The question is simple: Would you rather be rich or famous? The answer is also simple: I’d rather be rich, because you can be famous for the wrong reasons.

Now I have proof, because I grew up with somebody who’s now famous ... and I’m not sure if it’s a good thing.

I had a pretty average life in Townsend, Mont. I was a 4-H member for a few years and spent my high school years as a member of the speech and drama team. In both of these activities, I was joined by classmate Esther Reed.

Esther transferred out of Broadwater High School after our sophomore year, and I really hadn’t thought of her until last Friday. That’s when a friend had passed me some stories about her on CNN.com, the New York Times, the Seattle Times and other media outlets.

Reed, who left Montana in 1994 to live with family in Washington, had pretty much disappeared from her family in 1999. When they heard of her again, she was the subject of an Army investigation of identity theft and a fraudulently gained education.

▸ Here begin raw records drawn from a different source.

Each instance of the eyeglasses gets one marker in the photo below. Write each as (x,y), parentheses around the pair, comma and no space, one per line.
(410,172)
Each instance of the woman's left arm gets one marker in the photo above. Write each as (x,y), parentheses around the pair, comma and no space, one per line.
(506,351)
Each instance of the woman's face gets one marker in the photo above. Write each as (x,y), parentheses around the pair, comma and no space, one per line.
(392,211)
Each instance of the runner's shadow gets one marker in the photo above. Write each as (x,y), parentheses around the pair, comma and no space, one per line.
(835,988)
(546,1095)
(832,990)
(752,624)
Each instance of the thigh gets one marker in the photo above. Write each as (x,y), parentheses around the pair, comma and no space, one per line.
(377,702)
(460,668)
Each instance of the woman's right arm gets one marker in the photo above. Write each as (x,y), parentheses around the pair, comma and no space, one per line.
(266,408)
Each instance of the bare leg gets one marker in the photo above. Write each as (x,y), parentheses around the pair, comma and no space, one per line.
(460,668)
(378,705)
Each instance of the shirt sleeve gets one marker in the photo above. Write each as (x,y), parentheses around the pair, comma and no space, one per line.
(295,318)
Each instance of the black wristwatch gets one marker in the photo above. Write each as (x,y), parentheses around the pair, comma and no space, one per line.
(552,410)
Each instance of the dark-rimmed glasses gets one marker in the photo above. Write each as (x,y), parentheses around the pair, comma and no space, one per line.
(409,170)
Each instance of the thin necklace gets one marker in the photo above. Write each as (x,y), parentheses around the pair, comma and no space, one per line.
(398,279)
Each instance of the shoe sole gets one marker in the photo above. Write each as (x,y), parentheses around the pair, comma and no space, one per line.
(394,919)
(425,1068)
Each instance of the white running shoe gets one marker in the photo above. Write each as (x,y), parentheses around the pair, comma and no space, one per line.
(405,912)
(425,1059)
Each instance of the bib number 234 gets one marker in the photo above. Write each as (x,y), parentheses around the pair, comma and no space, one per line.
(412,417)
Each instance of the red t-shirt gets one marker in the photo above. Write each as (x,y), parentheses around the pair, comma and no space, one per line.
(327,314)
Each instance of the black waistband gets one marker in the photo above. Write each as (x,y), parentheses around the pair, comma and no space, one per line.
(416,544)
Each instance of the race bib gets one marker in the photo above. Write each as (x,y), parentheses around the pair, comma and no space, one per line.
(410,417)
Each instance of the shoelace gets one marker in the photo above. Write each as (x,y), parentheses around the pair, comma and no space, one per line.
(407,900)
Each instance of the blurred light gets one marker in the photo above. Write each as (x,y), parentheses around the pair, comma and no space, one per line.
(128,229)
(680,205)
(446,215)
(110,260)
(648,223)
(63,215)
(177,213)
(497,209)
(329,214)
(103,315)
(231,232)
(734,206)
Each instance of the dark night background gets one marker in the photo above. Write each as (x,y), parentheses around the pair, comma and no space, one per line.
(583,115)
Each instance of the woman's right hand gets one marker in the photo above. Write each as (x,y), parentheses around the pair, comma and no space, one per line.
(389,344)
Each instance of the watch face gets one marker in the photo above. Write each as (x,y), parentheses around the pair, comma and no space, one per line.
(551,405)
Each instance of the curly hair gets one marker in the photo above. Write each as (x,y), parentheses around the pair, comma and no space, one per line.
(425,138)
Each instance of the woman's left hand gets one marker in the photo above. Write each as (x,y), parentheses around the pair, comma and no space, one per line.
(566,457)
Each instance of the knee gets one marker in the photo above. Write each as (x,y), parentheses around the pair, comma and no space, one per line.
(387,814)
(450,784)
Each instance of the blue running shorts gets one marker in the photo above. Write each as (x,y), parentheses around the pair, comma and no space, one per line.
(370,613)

Investigators told CNN that about the same time Reed disappeared, a South Carolina woman named Brooke Henson disappeared as well. It’s unknown if there are other connections to the pair, but police have said Reed found a way to acquire paperwork identifying herself as Henson, a woman of the same age and physical description. Assuming the identity of Henson, police said, Reed acquired a GED, took the SAT and landed an education at Columbia University.

That story was shocking enough, but my parents sent me a story from the Seattle Times, which said that Reed, assuming the identity of Natalie Bowman, studied at Cal State-Fullerton and got into Harvard via a professor’s recommendation letter.

Further in the story, it details the story of a suspicious boyfriend who went through her purse and found seven different forms of identification.

It was quite a stretch to think of Esther Reed in that way, but then I remembered that I knew nothing about her. Reed, as my former speech coach Jim Therriault told CNN, “was the kind of kid who would have been invisible if you didn’t take pains to notice her presence.”

Her presence was pretty much nonexistent to me from 1994 through 2006. I may never know what happened in the 13 years between, but there’s no guarantee I even knew what went on in the preceding years when she was just the girl winning trophies in speech and drama and discussing her fair projects during our Old Baldy 4-H club meetings. I’m not advocating criminal activity and I mean no disrespect to the family of Henson, but I have to say I’m impressed with what Reed is accused of doing.

This story is going to get more complicated as authorities and media outlets uncover more details, and it is looking more and more like we could someday see a movie about these events in the style of “Catch Me If You Can,” the tale of master con artist Frank Abagnale.

Esther Reed, or Brooke Henson, or Natalie Bowman, could be a character in a movie someday, and I can only hope that nobody is cast in the role of Kevin Wilson when the movie tells her backstory.

After all, being famous has its drawbacks.